How to Detect Bad Bot Traffic

In this episode, im going to show you ,how to detect bad bot traffic.

bad Bot traffic is described as any non-human behavior on a website or app. There are good bots out there, like bots that crawl content for Google, digital assistants, chatbots, and social bots. However, bad bots are those that scrape content, spread spam content, or carry out credential stuffing attacks. It is believed that over 40% of internet traffic is bot traffic, and a significant amount of that is malicious bot traffic.

These malicious bots violate a website’s Terms of Service or Robots.txt rules. There are also bots that carry our cybercrime such as identity theft or account takeover. While some of these practices are illegal, there are still malicious bots out there that aren’t doing anything illegal.
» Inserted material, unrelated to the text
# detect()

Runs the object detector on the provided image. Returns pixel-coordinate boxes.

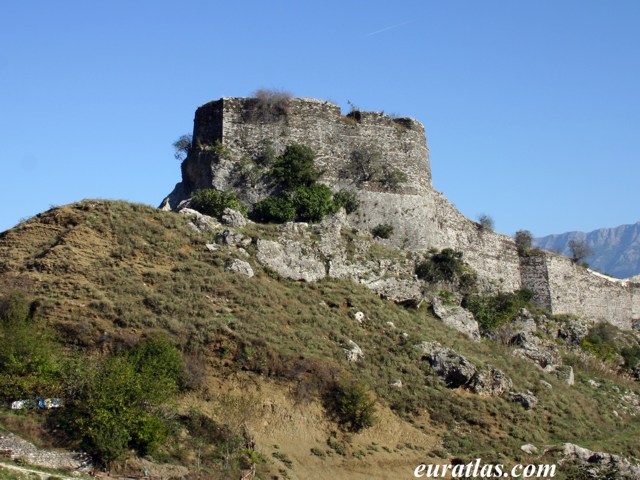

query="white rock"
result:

To disguise themselves, bots may be distributed through a botnet, meaning copies of the bot are running on multiple devices. Because each device has its own IP address, botnet traffic comes from multiple different IP addresses, which makes it difficult to identify and block the source of the malicious bot traffic.

Excessive bot traffic can overwhelm a web server’s resources, slowing or stopping services for a real human trying to use a website or application. Sometimes this is intentional and takes the form of a DoS or DDoS attack.

Malicious bot activity can include credential stuffing, web/content scraping, DoS or DDoS attacks, brute force password cracking, inventory hoarding, spam content, email address harvesting, and click fraud. Advertising companies are good at detecting bots, so if a website is monetizing through ads and there is click fraud, there is potential for the advertising company to ban the website and its owner from its network.

Bot traffic can both hurt and skew a publisher’s analytics. These changes in metrics can cause difficulty in knowing how to measure the actual performance of a website.

Google Analytics will also allow you to exclude all hits from bots and spiders. Additionally, if the source of the bot can be identified, users can also provide a specific list of IPs to be ignored by Google Analytics.

While this will stop most bots, it can’t stop all bots. Most malicious bots are trying to do something other than disrupt traffic analytics, and these safety measures do nothing to stop harmful bots except to preserve analytics data.

A number of other tools can help stop abusive bot traffic. Other mechanisms, like CAPTCHAs, can be a first step in trying to block bots. These will mostly deter basic bots.

Another way is rate limiting, or limiting network traffic. It often puts a cap on how often someone can repeat an action within a certain timeframe, like logging in. A network engineer can also use log files to look at a website’s traffic and look for suspicious network requests; they would then gather the IP addresses to be blocked. This process is extremely tedious though.

The best way to stop malicious bot traffic is through a bot management system that is able to figure out if there is bad bot activity and differentiate between user activity and helpful bot activity. Good bot management systems should be able to differentiate between good and bad bot activity.

Additionally, sites with limited inventory can be targeted by inventory hoarding bots; these bots go to e-commerce sites and load tons of merchandise into their shopping carts, making that merchandise unavailable for purchase by legitimate customers. This can also trigger unnecessary restocking of inventory.

To identify bot traffic, web engineers can look directly at network requests to their sites and identify likely bot traffic. There are many ways to identify bot traffic:

Abnormally high pageviews, abnormally high bounce rate, surprisingly high or low session duration, junk conversions, and a spike in traffic from an unexpected location.